Sin conocer todavía el destino de su esposa, Sujo continuó intentando comunicarse con ella hasta que finalmente recibió una llamada. Era Mary: estaba viva. Su tren había llegado a la estación del World Trade Center aproximadamente cinco minutos después del primer impacto y las autoridades no le permitieron ingresar a los edificios. Durante horas había caminado por las calles llorando y creyendo que su esposo había muerto.

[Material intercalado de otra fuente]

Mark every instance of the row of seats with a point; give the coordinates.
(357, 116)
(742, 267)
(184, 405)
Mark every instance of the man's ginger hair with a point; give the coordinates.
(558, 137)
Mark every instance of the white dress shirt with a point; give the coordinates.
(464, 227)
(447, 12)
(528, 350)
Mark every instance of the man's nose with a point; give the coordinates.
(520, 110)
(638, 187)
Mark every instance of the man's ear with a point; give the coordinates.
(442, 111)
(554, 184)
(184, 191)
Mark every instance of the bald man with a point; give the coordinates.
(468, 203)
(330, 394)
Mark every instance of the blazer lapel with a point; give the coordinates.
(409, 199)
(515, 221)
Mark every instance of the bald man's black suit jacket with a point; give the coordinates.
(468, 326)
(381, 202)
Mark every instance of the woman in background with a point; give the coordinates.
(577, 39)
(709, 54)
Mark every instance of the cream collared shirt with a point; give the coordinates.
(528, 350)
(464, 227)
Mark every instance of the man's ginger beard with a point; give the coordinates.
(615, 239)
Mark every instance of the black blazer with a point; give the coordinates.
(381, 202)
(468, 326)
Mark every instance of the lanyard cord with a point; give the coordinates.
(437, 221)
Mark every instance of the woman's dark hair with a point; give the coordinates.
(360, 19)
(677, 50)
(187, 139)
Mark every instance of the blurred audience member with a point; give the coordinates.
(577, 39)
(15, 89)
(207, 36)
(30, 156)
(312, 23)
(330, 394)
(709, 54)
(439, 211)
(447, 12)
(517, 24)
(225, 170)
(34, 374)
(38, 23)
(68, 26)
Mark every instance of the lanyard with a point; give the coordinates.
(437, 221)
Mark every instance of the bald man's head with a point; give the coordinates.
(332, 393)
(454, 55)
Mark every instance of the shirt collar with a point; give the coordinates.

Sujo y Mary finalmente se reencontraron cerca del ferry, en la calle 39, alrededor de las 4:00 de la tarde. Desde allí contemplaron lo que quedaba de los edificios donde ambos trabajaban, convertidos en humo y escombros. Durante todo el día habían estado orando el uno por el otro y, después de sobrevivir, tomaron una decisión que marcaría sus vidas: dedicarse al llamado de Dios.
Teología y estudios religiosos
En los años siguientes, Sujo comenzó a recorrer Estados Unidos y otros países predicando el Evangelio. Días después de los atentados apareció por primera vez en The 700 Club, una entrevista que, según su testimonio, impulsó su ministerio evangelístico. Durante sus viajes también conoció de cerca la realidad de la trata de personas. En una ocasión, mientras visitaba un distrito de prostitución, una niña tomó su mano y le preguntó: “¿Puedes liberarnos?”. Aquellas palabras quedaron grabadas en su memoria y, en 2010, fundó You Can Free Us, una organización internacional dedicada a combatir la esclavitud moderna.
Actualmente, You Can Free Us ha desarrollado trabajo en Estados Unidos, Canadá, India, Polonia, Reino Unido, Ucrania e Israel, identificando zonas de explotación, participando en operaciones de rescate y proporcionando lugares seguros y atención psicológica prolongada a mujeres, niñas y niños liberados. Para Sujo, sobrevivir al 11-S no fue simplemente escapar de una tragedia, sino recibir una nueva oportunidad para proclamar a Cristo y ayudar a otros a salir de sus propios “escombros”.
Su historia recuerda las palabras de Romanos 10:13: “Todo aquel que invocare el nombre del Señor, será salvo”.